The Barbarian Invasions is a witty, tender and intelligent drama comedy from award winning writer-director Denys Arcand. (His films, The Decline of The American Empire and Jesus of Montreal were both released by Artificial Eye).
In his younger days as a university professor Remy (Remy Girard) was known for his love of women, words and lust for life. Now divorced and in his early fifties, Remy is hospitalised and awaits his ordeal in an over-crowded hospital in Montreal.
Unbeknown to him, his sympathetic ex-wife, Louise (Dorothee Berryman), asks their son Sebastien (Stephane Rousseau) to come home from London where he now lives as a successful financial wheeler and dealer. Sebastien hesitates; he and his father haven't had much to say to one another for years now. In fact they detest each other. To Remy, Sebastien represents the barbarian at the gates of the citadel - acquisitive, non-intellectual, and threatening everything Remy holds dear. Sebastien for his part is equally contemptuous of his father who abandoned him and his mother.

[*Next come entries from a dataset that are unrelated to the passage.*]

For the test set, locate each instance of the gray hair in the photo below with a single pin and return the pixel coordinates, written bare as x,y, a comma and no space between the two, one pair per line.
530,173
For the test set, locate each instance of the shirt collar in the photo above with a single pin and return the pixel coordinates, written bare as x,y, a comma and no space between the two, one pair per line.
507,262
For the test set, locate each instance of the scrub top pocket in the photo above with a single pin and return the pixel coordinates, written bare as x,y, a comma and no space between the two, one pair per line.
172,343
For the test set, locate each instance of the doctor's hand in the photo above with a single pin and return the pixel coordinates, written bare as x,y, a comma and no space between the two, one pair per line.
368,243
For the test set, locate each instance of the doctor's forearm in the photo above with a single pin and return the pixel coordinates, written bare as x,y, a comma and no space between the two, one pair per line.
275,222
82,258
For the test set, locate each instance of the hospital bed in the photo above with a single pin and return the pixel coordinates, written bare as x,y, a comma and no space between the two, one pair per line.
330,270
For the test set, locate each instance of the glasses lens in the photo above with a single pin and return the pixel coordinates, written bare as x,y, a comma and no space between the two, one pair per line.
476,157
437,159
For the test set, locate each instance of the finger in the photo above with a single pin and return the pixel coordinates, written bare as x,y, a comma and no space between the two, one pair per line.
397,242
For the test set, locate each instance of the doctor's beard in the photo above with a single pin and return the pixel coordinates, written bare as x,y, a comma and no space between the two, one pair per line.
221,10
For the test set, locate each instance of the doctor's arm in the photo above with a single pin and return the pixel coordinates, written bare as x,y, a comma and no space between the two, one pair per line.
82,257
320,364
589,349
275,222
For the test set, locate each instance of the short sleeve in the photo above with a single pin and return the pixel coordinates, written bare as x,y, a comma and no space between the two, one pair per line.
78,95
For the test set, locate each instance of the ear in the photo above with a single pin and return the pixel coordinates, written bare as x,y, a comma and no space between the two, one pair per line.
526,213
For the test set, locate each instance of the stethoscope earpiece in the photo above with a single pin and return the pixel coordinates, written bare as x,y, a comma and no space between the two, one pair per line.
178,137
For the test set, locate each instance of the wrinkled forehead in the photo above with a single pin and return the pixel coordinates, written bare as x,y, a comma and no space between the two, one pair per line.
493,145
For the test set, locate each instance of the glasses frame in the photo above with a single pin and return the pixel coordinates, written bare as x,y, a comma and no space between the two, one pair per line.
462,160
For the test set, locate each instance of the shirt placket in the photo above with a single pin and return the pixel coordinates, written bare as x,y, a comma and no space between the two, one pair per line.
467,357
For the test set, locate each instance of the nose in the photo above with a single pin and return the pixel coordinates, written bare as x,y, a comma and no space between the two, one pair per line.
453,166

However Sebastien relents, and flies to Montreal with his beautiful fiancée to support his father, and help his mother. As soon as he arrives Sebastien is appalled by the terrible conditions in which Remy is placed and puts his financial dealing techniques and abundant cash to work greasing palms at every turn; bribing and cajoling administrators, union leaders, ex-students and policemen in order to make his father's growing illness more comfortable. He also meets up with an old childhood friend Nathalie, (Cannes Best Actress Winner Marie Jose Croze) whose access to illicit drugs will also play a role, and whose innocence and vulnerability will attract Sebastien when he least expects it.
Sebastien also reunites Remy with his closest friends and former mistresses - most of whom he has not seen in years. What have they become in this age of "barbarian invasions"? Is the old irreverence, friendship and truculence still there? Do humour, hedonism and desire still inhabit their dreams?